Cette disposition impose donc, à peine de nullité de l'engagement de caution, qu'une mention manuscrite soit renseignée sur l'acte de cautionnement signé par la caution.


Ceci étant, cette mention manuscrite doit-elle impérativement être rédigée de la main de la caution ?


Dans un arrêt rendu le 7 juin 2018, la Cour d'appel d'Aix-en-Provence avait estimé qu'un engagement de caution dont la mention manuscrite aurait été écrite par la locataire était valide dès lors que la caution était présente avec la locataire à la signature du contrat de bail et qu'elle reconnaissait avoir signé un document ; la Cour d'appel en déduisait que la caution avait donc connaissance et conscience de l'ampleur et de la portée de son engagement.


Saisie par la caution, la Cour de cassation a cassé l'arrêt du 7 juin 2018 en énonçant que :


« les formalités édictées par l'article 22-1 de la loi du 6 juillet 1989 sont prescrites afin d'assurer la validité et non la preuve de l'acte de cautionnement ».

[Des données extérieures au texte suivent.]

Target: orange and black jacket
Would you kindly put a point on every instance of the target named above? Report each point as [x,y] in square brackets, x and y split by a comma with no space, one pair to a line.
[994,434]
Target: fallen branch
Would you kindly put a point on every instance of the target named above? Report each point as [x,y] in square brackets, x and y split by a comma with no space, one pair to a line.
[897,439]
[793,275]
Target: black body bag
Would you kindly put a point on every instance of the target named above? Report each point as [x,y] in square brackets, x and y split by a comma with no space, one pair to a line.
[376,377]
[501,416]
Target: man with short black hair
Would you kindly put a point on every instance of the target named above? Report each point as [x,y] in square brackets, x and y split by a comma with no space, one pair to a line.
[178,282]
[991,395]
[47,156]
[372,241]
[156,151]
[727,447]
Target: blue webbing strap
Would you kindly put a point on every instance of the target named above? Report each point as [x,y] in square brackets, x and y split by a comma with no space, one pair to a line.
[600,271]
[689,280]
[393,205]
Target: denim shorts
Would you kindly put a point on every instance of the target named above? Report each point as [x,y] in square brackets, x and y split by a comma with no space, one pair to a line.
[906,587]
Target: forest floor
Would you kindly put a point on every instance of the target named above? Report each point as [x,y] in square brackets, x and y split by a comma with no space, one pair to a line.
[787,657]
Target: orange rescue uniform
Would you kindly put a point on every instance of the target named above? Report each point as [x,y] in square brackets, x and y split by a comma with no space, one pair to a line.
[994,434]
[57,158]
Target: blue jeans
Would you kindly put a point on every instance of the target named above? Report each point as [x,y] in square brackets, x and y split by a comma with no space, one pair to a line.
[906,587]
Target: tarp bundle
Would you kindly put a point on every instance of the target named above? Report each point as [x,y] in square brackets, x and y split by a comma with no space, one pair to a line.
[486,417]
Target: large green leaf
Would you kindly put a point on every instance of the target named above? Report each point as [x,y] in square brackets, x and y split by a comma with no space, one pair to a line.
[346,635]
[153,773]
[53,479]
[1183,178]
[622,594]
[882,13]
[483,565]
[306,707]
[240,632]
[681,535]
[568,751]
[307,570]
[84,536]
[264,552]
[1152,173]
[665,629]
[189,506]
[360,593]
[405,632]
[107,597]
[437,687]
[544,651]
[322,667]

(Cass. Civ. 3ème, 23 janvier 2020, pourvoi n°18-23900)


Il en résulte que la mention manuscrite prévue à l'article 22-1 de la loi du 6 juillet 1989 doit donc être rédigée par la caution elle-même, peu important que celle-ci ait été par ailleurs informée des conditions du bail.


Cette décision est à rapprocher d'une solution similaire adoptée par la jurisprudence concernant la mention manuscrite prescrite par les dispositions des articles L 331-1 et L 343-1 du Code de la consommation (anciennement L 341-2 du Code de la consommation).